Vosotros, pues, los que fuisteis origen de esta sedición, estad sometidos a los Presbíteros, y recibid esta corrección como penitencia, doblegando vuestros corazones. Aprended a obedecer, deponiendo la jactancia arrogante y la soberbia de vuestra lengua; porque mejor es para vosotros aparecer pequeños y justos en el redil de Cristo, que ostentaros como muy sabios y ser arrojados de su esperanza. Porque dice así la Sabiduría, comprendiendo toda virtud: Volveos a mi corrección; ved aquí que os declararé mi espíritu y os mostraré mis palabras.
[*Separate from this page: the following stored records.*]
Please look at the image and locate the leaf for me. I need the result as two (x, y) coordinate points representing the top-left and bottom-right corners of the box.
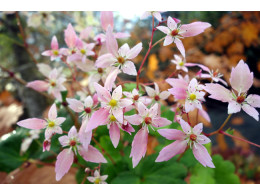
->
(111, 171), (140, 184)
(190, 155), (240, 184)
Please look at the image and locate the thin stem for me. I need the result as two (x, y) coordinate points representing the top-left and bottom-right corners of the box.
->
(205, 114), (232, 137)
(15, 12), (38, 64)
(219, 130), (260, 148)
(136, 16), (155, 90)
(92, 137), (116, 165)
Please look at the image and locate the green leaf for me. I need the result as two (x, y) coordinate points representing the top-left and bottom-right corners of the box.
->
(190, 155), (240, 184)
(111, 171), (141, 184)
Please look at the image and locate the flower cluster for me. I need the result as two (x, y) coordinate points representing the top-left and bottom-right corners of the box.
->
(17, 12), (260, 183)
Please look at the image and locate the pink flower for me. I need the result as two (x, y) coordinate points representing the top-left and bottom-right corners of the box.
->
(157, 16), (211, 57)
(42, 36), (63, 61)
(145, 83), (171, 102)
(17, 104), (66, 140)
(125, 102), (171, 167)
(171, 55), (208, 72)
(26, 68), (66, 101)
(123, 88), (152, 111)
(156, 119), (215, 168)
(140, 11), (162, 22)
(199, 68), (228, 86)
(67, 39), (95, 63)
(86, 83), (133, 131)
(96, 27), (142, 75)
(94, 11), (130, 44)
(166, 78), (205, 113)
(204, 60), (260, 121)
(87, 170), (108, 184)
(55, 126), (107, 181)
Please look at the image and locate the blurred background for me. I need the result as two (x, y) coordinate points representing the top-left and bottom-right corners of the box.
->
(0, 11), (260, 183)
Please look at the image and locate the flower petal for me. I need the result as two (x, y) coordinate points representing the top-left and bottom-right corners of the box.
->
(130, 128), (148, 168)
(158, 129), (186, 140)
(192, 143), (215, 168)
(55, 149), (74, 181)
(17, 118), (47, 130)
(230, 60), (254, 93)
(155, 140), (187, 162)
(109, 122), (120, 148)
(122, 61), (137, 76)
(126, 43), (143, 59)
(78, 145), (107, 163)
(242, 104), (259, 121)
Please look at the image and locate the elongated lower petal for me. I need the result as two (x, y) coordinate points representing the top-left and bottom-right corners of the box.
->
(155, 140), (187, 162)
(55, 149), (74, 181)
(78, 145), (107, 163)
(17, 118), (47, 130)
(130, 128), (148, 168)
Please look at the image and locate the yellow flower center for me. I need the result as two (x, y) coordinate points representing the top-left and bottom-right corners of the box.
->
(109, 99), (117, 107)
(190, 93), (196, 101)
(179, 62), (184, 66)
(48, 121), (55, 127)
(52, 50), (59, 56)
(110, 115), (116, 122)
(117, 56), (125, 64)
(94, 178), (100, 184)
(80, 49), (86, 55)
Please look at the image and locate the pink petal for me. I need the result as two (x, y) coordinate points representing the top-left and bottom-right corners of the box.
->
(126, 43), (143, 59)
(199, 109), (210, 122)
(125, 114), (143, 125)
(26, 80), (49, 92)
(137, 102), (149, 116)
(106, 26), (118, 56)
(95, 53), (116, 68)
(163, 35), (174, 46)
(228, 101), (241, 114)
(156, 26), (170, 35)
(64, 24), (77, 48)
(122, 61), (137, 76)
(165, 79), (189, 90)
(167, 16), (177, 30)
(55, 149), (74, 181)
(66, 98), (84, 112)
(78, 145), (107, 163)
(118, 99), (133, 108)
(246, 95), (260, 108)
(242, 104), (259, 121)
(230, 60), (254, 93)
(130, 128), (148, 168)
(94, 83), (111, 102)
(192, 143), (215, 168)
(204, 83), (232, 102)
(51, 36), (59, 50)
(155, 140), (187, 162)
(180, 119), (191, 134)
(180, 22), (211, 37)
(193, 123), (203, 135)
(152, 117), (172, 128)
(112, 85), (123, 100)
(112, 107), (124, 123)
(85, 108), (109, 132)
(114, 32), (131, 39)
(79, 119), (92, 149)
(168, 87), (187, 100)
(109, 122), (120, 148)
(48, 103), (57, 120)
(100, 11), (114, 31)
(104, 68), (121, 91)
(17, 118), (47, 130)
(158, 129), (186, 140)
(174, 38), (185, 58)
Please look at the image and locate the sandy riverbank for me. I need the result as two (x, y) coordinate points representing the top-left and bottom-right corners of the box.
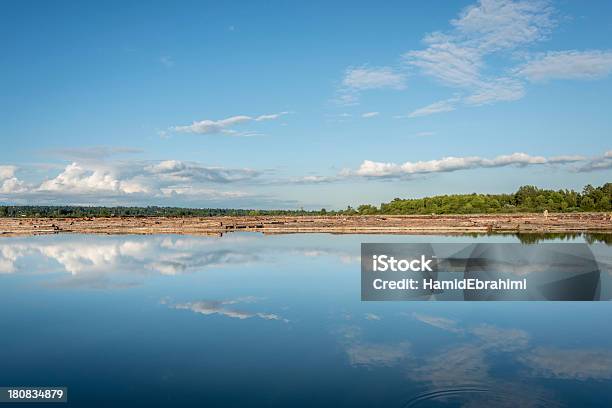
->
(0, 213), (612, 236)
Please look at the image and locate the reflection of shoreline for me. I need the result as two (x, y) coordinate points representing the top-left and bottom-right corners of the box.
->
(0, 213), (612, 235)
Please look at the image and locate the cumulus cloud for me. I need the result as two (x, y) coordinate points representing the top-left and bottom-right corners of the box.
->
(38, 163), (148, 194)
(345, 153), (549, 177)
(336, 66), (406, 104)
(47, 146), (143, 161)
(0, 165), (27, 194)
(169, 112), (289, 136)
(361, 112), (380, 118)
(516, 50), (612, 82)
(404, 0), (554, 108)
(576, 150), (612, 173)
(342, 66), (406, 91)
(0, 160), (262, 205)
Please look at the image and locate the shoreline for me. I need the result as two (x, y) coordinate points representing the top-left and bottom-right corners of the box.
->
(0, 213), (612, 236)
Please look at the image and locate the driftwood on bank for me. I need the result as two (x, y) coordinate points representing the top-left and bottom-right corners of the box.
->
(0, 213), (612, 236)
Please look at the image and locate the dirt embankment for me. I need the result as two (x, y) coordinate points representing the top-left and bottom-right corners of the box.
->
(0, 213), (612, 236)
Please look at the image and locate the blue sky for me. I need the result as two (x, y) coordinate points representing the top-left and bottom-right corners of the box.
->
(0, 0), (612, 208)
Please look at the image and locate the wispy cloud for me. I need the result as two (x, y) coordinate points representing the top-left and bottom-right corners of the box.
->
(408, 98), (457, 118)
(172, 297), (289, 323)
(338, 0), (612, 118)
(336, 66), (406, 105)
(169, 112), (289, 136)
(46, 146), (143, 160)
(516, 50), (612, 82)
(342, 148), (592, 178)
(159, 55), (174, 68)
(577, 150), (612, 173)
(361, 112), (380, 119)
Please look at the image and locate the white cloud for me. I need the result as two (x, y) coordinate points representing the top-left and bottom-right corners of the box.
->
(404, 41), (483, 87)
(517, 50), (612, 82)
(343, 149), (582, 177)
(451, 0), (555, 53)
(145, 160), (260, 183)
(361, 112), (380, 118)
(173, 299), (288, 323)
(408, 98), (457, 118)
(159, 55), (174, 68)
(342, 66), (406, 91)
(38, 163), (148, 194)
(0, 160), (262, 205)
(335, 66), (406, 106)
(0, 165), (27, 194)
(463, 78), (525, 106)
(169, 112), (289, 136)
(577, 150), (612, 173)
(0, 165), (17, 180)
(404, 0), (554, 111)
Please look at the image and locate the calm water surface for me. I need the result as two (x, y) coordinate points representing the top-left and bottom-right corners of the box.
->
(0, 233), (612, 407)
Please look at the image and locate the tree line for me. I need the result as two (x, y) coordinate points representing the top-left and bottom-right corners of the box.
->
(0, 183), (612, 218)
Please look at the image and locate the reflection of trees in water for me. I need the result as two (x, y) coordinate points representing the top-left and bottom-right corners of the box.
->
(438, 232), (612, 245)
(515, 232), (612, 245)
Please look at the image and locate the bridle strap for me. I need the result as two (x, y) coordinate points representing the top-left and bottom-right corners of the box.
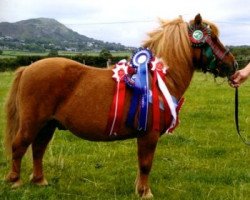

Por cuanto os llamé y dijisteis que no, extendí mi mano y no hubo quien mirase; despreciásteis todos mis consejos y de mis reprensiones no hicisteis caso. Yo también me reiré en vuestra muerte, y os escarneceré cuando os viniere aquello que temíais. Cuando se dejare caer de repente la calamidad y se echase encima la destrucción como una tempestad; cuando viniere sobre vosotros la tribulación y la angustia. Entonces me llamaréis y no os oiré, me buscarán los malos, y no me hallarán. Porque aborrecieron la sabiduría y no recibieron el temor del Señor, ni condescendieron a mi consejo y desacreditaron toda reprensión mía. Comerán, pues, los frutos de su camino y se hartarán de sus consejos (Prov., I, 23-32).

[Con respecto a otras ediciones, falta el texto desde 57,7 hasta mitad de 64 ("Deest folium in MS.", o sea en el manuscrito Alejandrino, se afirma en la p. 37 de la edición de Galland, que es la que ha seguido esta traducción). Por tanto, la numeración del último Capítulo es distinta en la presente edición.]

A toda alma que invocare su magnífico y santo nombre, conceda Él la fe, el temor, la paz, la paciencia, la tranquilidad, la continencia, la pureza y temperancia, para que sea agradable a su Santo nombre con el Sumo Sacerdote y Señor Nuestro, Jesucristo, por el cual le sean dadas la gloria, la majestad, el imperio y el honor, ahora y por los siglos de los siglos. Amén.

Capítulo LVIII

Devolvednos, pues, prontamente con paz y con alegría a Claudio Efebo, Valerio Viton y Fortunato, que os hemos enviado, para que inmediatamente nos den cuenta de vuestra deseable y para nosotros deseadísima paz y concordia, y para que nosotros nos alegremos de vuestra tranquilidad, la gracia de Nuestro Señor Jesucristo sea con vosotros y con todos los que han sido llamados por Dios de todas partes por Él, por el cual se le den la gloria, el honor y el poder, la majestad y el solio eterno, por los siglos de los siglos. Amén.